L'atelier a regroupé en début de semaine des experts
venus des pays d'Afrique de l'Ouest et de l'Est, et se poursuivait jeudi
pour les pays de la Corne de l'Afrique, les pays des Grands Lacs et
de l'Afrique australe.
"Il n'y a pas d'obstacle pour les Etats représentés
à l'atelier à s'engager dans la ratification de l'instrument juridique", a
estimé Agnès Marcaillou, chef de la division département régional de
l'institution onusienne.
Elle s'est fondée sur le fait que tous les Etats
présents sont Etats parties à la Convention d'Ottawa d'interdiction des
mines antipersonnel et aussi de la Convention de Genève sur le droit
humanitaire.
"C'était la démonstration pour nous qu'il n'y a pas
d'obstacle pour les gouvernements qui étaient ici à s'engager dans la
ratification de l'instrument juridique", a-t-elle justifié.

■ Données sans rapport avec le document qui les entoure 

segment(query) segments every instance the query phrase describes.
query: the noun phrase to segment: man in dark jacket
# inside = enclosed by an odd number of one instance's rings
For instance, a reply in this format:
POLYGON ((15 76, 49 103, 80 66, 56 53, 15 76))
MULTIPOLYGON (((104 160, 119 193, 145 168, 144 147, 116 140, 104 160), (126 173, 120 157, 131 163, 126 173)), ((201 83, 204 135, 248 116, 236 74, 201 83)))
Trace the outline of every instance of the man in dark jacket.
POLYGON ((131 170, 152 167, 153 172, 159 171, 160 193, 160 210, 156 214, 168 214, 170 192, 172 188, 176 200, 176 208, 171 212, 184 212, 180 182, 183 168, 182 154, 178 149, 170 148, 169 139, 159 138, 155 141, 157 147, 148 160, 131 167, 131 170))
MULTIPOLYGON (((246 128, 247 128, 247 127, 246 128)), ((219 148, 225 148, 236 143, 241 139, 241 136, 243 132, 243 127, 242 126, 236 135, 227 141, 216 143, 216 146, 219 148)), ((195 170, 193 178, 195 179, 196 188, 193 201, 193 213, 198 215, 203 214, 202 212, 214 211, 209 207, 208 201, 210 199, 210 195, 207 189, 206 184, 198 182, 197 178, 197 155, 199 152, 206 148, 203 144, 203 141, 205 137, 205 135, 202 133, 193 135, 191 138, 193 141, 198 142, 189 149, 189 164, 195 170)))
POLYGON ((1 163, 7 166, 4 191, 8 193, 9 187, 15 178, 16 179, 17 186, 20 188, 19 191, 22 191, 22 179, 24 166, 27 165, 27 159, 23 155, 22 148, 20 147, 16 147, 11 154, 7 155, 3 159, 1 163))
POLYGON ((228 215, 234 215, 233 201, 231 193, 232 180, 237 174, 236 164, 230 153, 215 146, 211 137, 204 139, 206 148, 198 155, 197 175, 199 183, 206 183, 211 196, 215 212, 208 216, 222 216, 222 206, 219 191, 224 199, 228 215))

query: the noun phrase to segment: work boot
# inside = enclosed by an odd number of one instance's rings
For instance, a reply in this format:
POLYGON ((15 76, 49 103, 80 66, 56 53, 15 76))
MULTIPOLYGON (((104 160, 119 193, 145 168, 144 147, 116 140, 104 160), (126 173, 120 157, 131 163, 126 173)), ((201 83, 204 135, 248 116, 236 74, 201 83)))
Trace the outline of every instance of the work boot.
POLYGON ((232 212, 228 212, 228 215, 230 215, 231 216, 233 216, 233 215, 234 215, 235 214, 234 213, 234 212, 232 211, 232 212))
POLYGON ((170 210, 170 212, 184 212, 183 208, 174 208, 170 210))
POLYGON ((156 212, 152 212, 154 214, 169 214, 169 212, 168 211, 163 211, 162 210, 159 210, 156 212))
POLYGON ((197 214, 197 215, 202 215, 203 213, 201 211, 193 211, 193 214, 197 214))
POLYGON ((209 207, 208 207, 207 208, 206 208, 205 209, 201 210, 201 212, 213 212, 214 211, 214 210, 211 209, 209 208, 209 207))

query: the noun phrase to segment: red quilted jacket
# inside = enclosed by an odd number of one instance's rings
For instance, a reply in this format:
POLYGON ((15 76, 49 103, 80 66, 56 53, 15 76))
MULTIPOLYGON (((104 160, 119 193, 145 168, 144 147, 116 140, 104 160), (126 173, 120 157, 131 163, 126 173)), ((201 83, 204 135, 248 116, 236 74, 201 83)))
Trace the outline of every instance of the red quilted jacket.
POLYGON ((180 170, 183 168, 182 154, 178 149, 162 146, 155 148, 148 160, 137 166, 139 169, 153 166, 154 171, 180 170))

Selon Mme Marcaillou, une fois qu'on devient Etat
partie de cette Convention, on participe aux instances multilatérales de
négociations qui pourront offrir l'opportunité à l'Afrique d'être
entendue.
"On a tout fait pour les sensibiliser, leur
expliquer les éléments qu'ils ne comprenaient pas et qui freinaient leur
adhésion à cet instrument", a expliqué de son côté Richard Ivor
Fung, directeur du Centre régional des Nations Unies pour la paix et
le désarmement en Afrique.
"On ne peut pas contrôler ces Etats là, ils ont
des réalités différentes chez eux", a-t-il relevé, souhaitant que les
experts une fois rentrés aient à travailler avec le soutien de
leurs gouvernements respectifs pour permettre une adhésion et
une ratification de cet instrument et ses protocoles annexes.